Algunos bandidos se apresuraron a salir al encuentro de la tropa. El corfiota, hombre de fácil palabra, corrió a arengar al capitán. Pronto se escuchó el tambor, asomó la bandera azul, y sesenta hombres. bien armados, desfilaron en dos filas hasta el gabinete de Hadgi—Stavros. Reconoci al señor Pericles por haberlo admirado en el paseo de Patissia.
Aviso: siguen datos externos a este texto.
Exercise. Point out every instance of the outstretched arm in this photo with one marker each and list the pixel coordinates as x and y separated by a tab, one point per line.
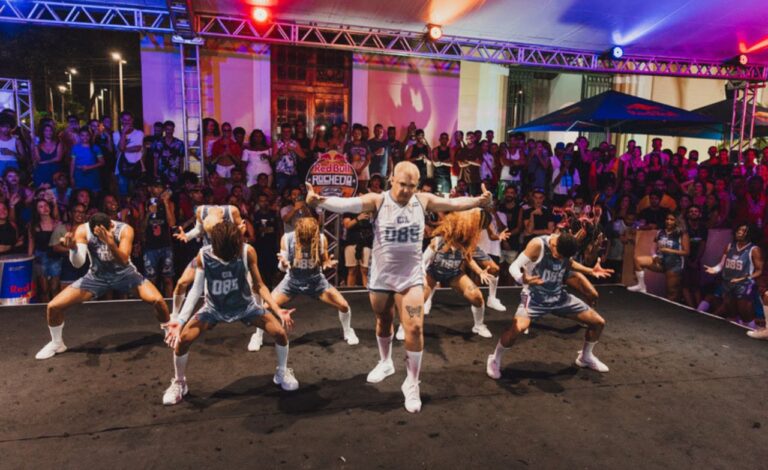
438	204
355	205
Era un joven oficial de treinta y cinco años, moreno, presumido, querido de las mujeres, gran bailador en la corte, y que llevaba con garbo las charreteras de latón. Metió el sable en la vaina, corrió al Rey de las montañas, y lo besó en la boca, diciéndole:

—¡ Buenos días, padrino!

—Buenos días, pequeño—respondió el Rey, acariciándole la mejilla con el dorso de la mano —. ¿Sigues en buena salud?

—Si, gracias; ¿y tú?

—Como ves. ¿Y la familia?

—Mi tío, el obispo, está con fiebres.

—Tráemelo acá: yo lo curaré. El prefecto de policia ¿va mejor?

—Algo; te manda muchas cosas; también el ministro.

—¿Qué hay de nuevo?

—Baile en palacio para el 15. Está decidido: lo dice El Siglo.